Vietnam has failed to reap expected benefits from joining the World Trade Organisation and has in fact seen slower growth since, experts say.
Their assessment was made at conference held earlier this week by the Central Institute for Economic Management (CIEM) to review the nation’s socio-economic situation five years after joining the WTO.
During the 2007-2011 five-year period since it joined the WTO, the country’s Gross Domestic Product (GDP) stood at 6.5 per cent, down 1.3 percentage points over the 2002-2006 period, the conference heard.
Delegates agreed that after it gained WTO admission, the country had come under strong pressure caused by tough competition with foreign companies in both the domestic and world markets.
They said that some companies operating in the insurance and distribution sectors had lost their shares in the domestic market.
During the post-WTO admission period, the service sector grew by just 0.1 percentage points to 7.5 per cent.
Pham Lan Huong, a CIEM expert, said that the service sector was not strongly affected because it had not been completely opened up to foreign investment.
Moreover, world recession has prevented foreign firms from investing in Vietnam’s service sector, she said.
The industry and construction sectors had also failed to reach growth targets. They were expected to grow by 9.5-10.2 per cent per year, but the actual rate was seven per cent, Huong said, adding that the average growth rate of the sectors in 2002-06 was 10.2 per cent.

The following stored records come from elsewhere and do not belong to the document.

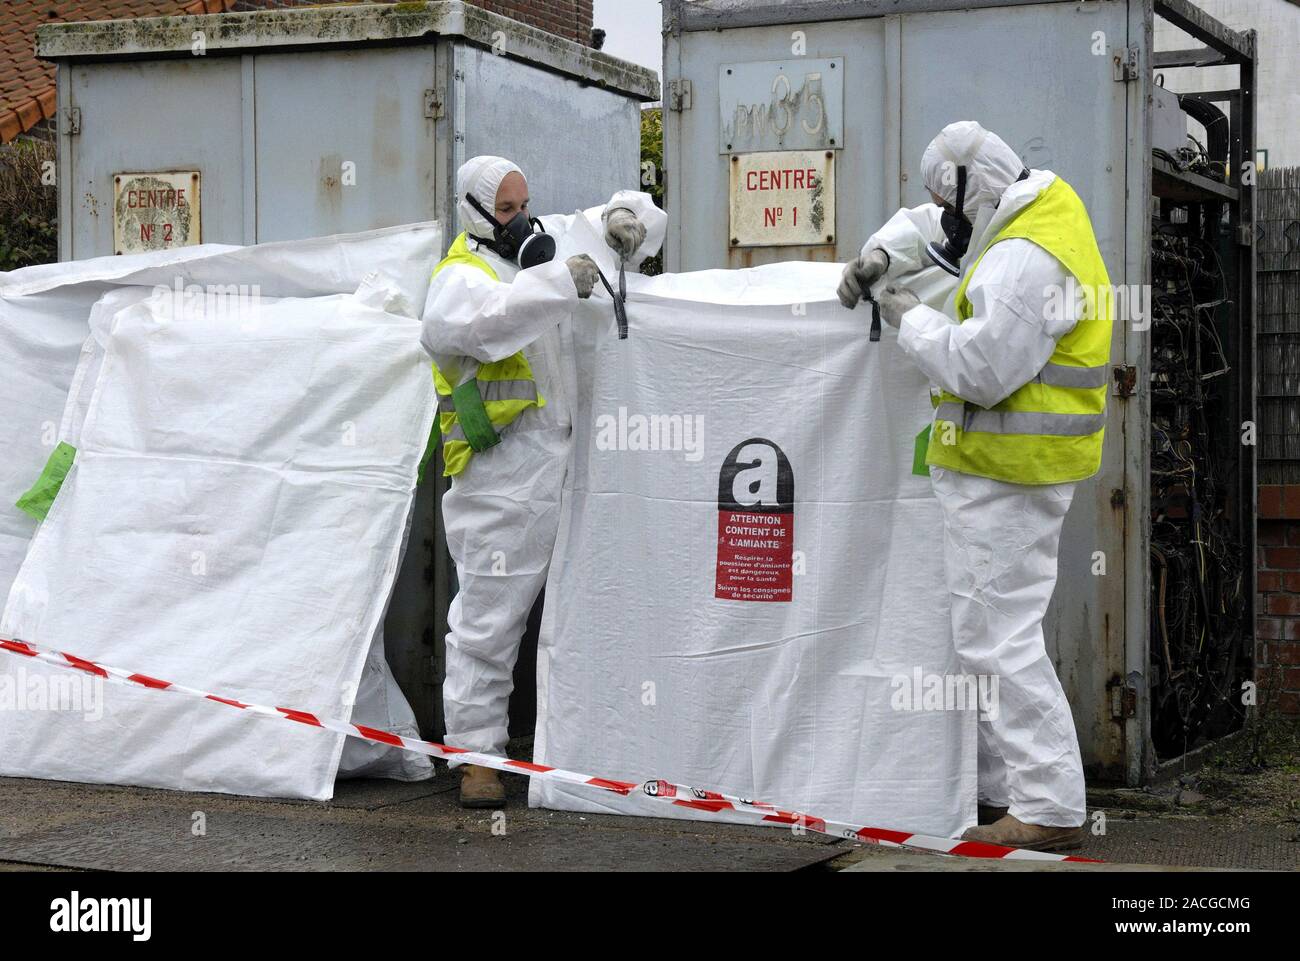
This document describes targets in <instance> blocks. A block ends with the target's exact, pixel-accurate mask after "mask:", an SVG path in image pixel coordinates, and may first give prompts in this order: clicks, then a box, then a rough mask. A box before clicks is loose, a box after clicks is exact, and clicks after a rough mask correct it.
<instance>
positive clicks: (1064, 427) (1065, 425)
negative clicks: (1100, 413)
mask: <svg viewBox="0 0 1300 961" xmlns="http://www.w3.org/2000/svg"><path fill="white" fill-rule="evenodd" d="M935 416H936V419H939V420H946V421H952V423H953V424H961V425H962V430H963V432H972V433H983V434H1044V436H1050V437H1087V436H1089V434H1095V433H1097V432H1099V430H1101V429H1102V428H1104V427H1105V425H1106V415H1105V414H1037V412H1034V411H985V410H982V408H979V407H970V406H966V404H959V403H952V402H949V403H944V404H940V406H939V411H937V414H936V415H935Z"/></svg>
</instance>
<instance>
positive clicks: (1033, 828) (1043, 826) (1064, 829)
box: [962, 814, 1084, 850]
mask: <svg viewBox="0 0 1300 961" xmlns="http://www.w3.org/2000/svg"><path fill="white" fill-rule="evenodd" d="M1083 837H1084V835H1083V827H1082V826H1080V827H1045V826H1043V824H1026V823H1024V822H1023V821H1018V819H1015V818H1013V817H1011V815H1010V814H1008V815H1005V817H1004V818H1001V819H1000V821H997V822H995V823H992V824H988V826H985V827H972V828H970V830H969V831H967V832H966V834H963V835H962V840H963V841H983V843H984V844H1000V845H1002V847H1004V848H1024V849H1026V850H1074V849H1075V848H1082V847H1083Z"/></svg>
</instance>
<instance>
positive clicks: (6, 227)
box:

Experts attributed this slow growth to strong competition from foreign companies and weak domestic production in terms of quality and efficiency.
Huong affirmed that the highest growth during the 2007-2011 period was recorded by the agriculture-fisheries-forestry sector.
She said average growth of this sector during this period was 3.4 per cent per year, 0.4 percentage points above expectations.
Overall investments during the post-WTO period grew by 8.3 per cent as against 13.4 per cent in the previous five years.
As expected, foreign-direct-investments (FDI) in Vietnam increased after it joined the WTO, with the number of FDI projects increasing 1.5 times and the registered capital up by 5.1 times over the 2002-06 period.
To reach higher growth in the near future, experts said it was necessary to further perfect the investment environment and improve competitiveness by using modern technologies.
Cooperating with foreign-invested companies to join regional distribution systems was another recommendation made at the conference.
Dinh Thu Hang, another CIEM expert, said Vietnam would continue to face challenges and slow growth in the coming months.
She said the government needs to adjust import-export policies towards increasing the quality of exported goods and limiting the export of raw materials. She stressed the need to find big import partners that can help stabilise exports.
Other experts at the conference spoke of the need to restructure Vietnam’s retail sector, ensuring greater transparency as well as creating conditions for domestic firms to increase their competitiveness.